Dans son cas, une telle universalité n’était même pas le travail d’un lobbying acharné ou d’une carrière savamment menée, non, Yann avait été connard dès le début. Spermatozoïde, il avait percé la capote matrimoniale et s’était faufilé comme un gitan jusqu’aux ovaires de sa mère, laquelle était morte quelques instants après la délivrance, terrassée par une septicémie dont on imputera plus tard la cause à un fiel vomit in utero par l’enfant non désiré. Le père de Yann, quoique buraliste depuis sept générations, ne pouvait toutefois être tenu pour responsable d’un atavisme aussi caractérisé : un seul homme n’y aurait pas suffi. Il lui fallut pourtant assumer l’éducation du connard, aucune nourrice, aucune gouvernante n’ayant supporté plus de deux heures la présence du sale gosse. Les occasions de se rendre coupable de violence infantile ne manquaient pas, aussi le père de Yann ne s’en priva-t-il pas, et personne ne lui en voudra. Ce n’était même pas de la maltraitance, plutôt une forme de bénévolat dans une association caritative et humanitaire.

La scolarité du sale bâtard fut un panégyrique à la gloire du sadisme. Si votre enfant se plaint de harcèlement scolaire, riez-lui franchement au nez et rappelez-lui qu’il n’a jamais usé ses culottes sur les mêmes bancs que Yann, il ne sait donc pas de quoi il parle, qu’il ferme plutôt sa gueule, ça lui évitera qu’on lui crache dans la bouche. De l’adolescence de ce fils de rien, on retiendra tout juste la découverte de la littérature et de la poésie, via ses lectures d’auteurs tels que Philippe Djian, Philippe Solers, Nicolas Rey, Sylvain Tesson, et tant d’autres bonnes grosses têtes de nœuds qui écrivent avec leur foutre, persuadés qu’ils sont d’écrire avec leurs couilles, et qui suscitent des vocations littéraires comme on refile une MST. Si votre enfant est concerné, veillez à le tuer à la naissance afin d’éviter d’autres Yann, bien à vous.

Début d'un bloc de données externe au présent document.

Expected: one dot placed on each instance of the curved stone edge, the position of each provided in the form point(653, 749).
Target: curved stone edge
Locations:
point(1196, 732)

Son intrusion dans la vie d’adulte concorda avec son intrusion dans les filles. Que ce soit dans leur sexe, dans leur structuration mentale ou dans leur appartement dont il possédait un double, c’est à la barre à mine qu’il y fit son trou. Sa toquade pour le nouveau roman, la poésie et le marginal, l’installèrent définitivement, et au contact du sexe opposé, dans son image de mec transgressif. Déclamant de la poésie d’une main et humiliant la gourdasse de l’autre, il devait bien souvent faire appel à sa propre bouche pour étancher l’afflux sanguin qui boursouflait son pantacourt, il faut dire que des années de pratique de la gymnastique au sol lui avaient conféré la souplesse du roseau. C’est à cette époque qu’il atteignit l’acmé de sa carrière de fils de pute, et il décida qu’il était donc temps de s’inscrire sur La Zonzon - site littéraire pouvant servir d’antichambre au casting d’un film d’Artus - afin d’y exporter ses talents.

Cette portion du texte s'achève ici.